Finally, it was quite an interesting move that SA made some previously commercial products "free" thanks to LABS. If I'm not mistaken, the Plucked Grand was initially made during the Orchestral Grand recording sessions and it used to be a part of the Definitive series. They've later discontinued the commercial version and made it a part of Spitfire Labs, making it perhaps the most attractive Labs title as it was recorded at AIR.


----------



## Rodney Money (Aug 22, 2020)

Let me just say this... Leeds Town Hall Organ!


----------



## VSriHarsha (Aug 22, 2020)

Wally Garten said:


> Oh, man, those Sonuscore free patches are TERRIFIC. I used them a lot when I was first getting into orchestral libraries.


Are those Strings chords from Sonuscore really any good?


----------



## VSriHarsha (Aug 22, 2020)

dzilizzi said:


> I use Spitfire LABS' soft piano a lot. I have the free one but really, I just use the Kontakt one that cost me $3. SonicCouture's free with purchase items are great - especially the Estey Organ, though I think they may be charging for it now? The Alpine Flute sounds really great for a freebie.

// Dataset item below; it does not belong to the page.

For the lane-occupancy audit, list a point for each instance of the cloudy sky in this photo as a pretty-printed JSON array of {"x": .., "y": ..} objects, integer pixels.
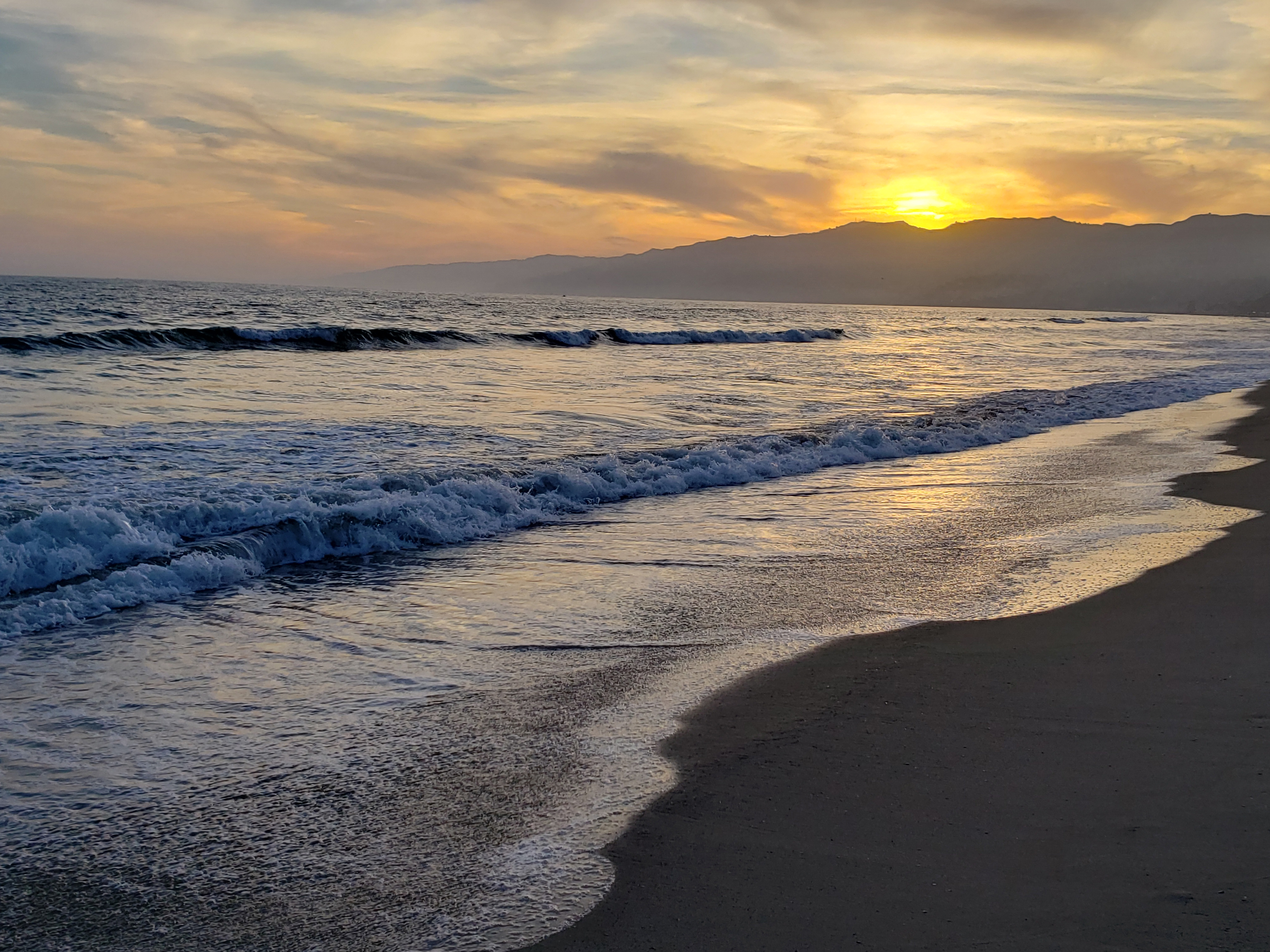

The Alpine Flute’s really that good? I mean it’s got no legatos right? Anything else that’s good from them ? For commercial works?


----------



## Land of Missing Parts (Aug 22, 2020)

VSriHarsha said:


> The Alpine Flute’s really that good? I mean it’s got no legatos right?


It's got SIPS, which is a scripted legato.


----------



## VSriHarsha (Aug 22, 2020)

Land of Missing Parts said:


> It's got SIPS, which is a scripted legato.


Thanks & what is WIPS?


----------



## Land of Missing Parts (Aug 22, 2020)

VSriHarsha said:


> Thanks & what is WIPS?


WIPS and SIPS are both free legato scripts developed by the esteemed and erstwhile VI-C member Big Bob. The "W" in WIPS is for winds and "S" is for strings (although Alpine's flute actually uses SIPS). You can use the search function to find out more in older posts. Also, you can check out the Kontakt Scripting subforum. 😎


----------



## VMC (Aug 22, 2020)

Do you know that Waves HComp is Free for a limited time, from Reason Studios? When you add the product, apply code FREECOMP. Check it.

VMC


----------



## Rodney Money (Aug 22, 2020)

Another one that I use all the time, Wavesfactory music box:


----------



## Wally Garten (Aug 22, 2020)

VSriHarsha said:


> Are those Strings chords from Sonuscore really any good?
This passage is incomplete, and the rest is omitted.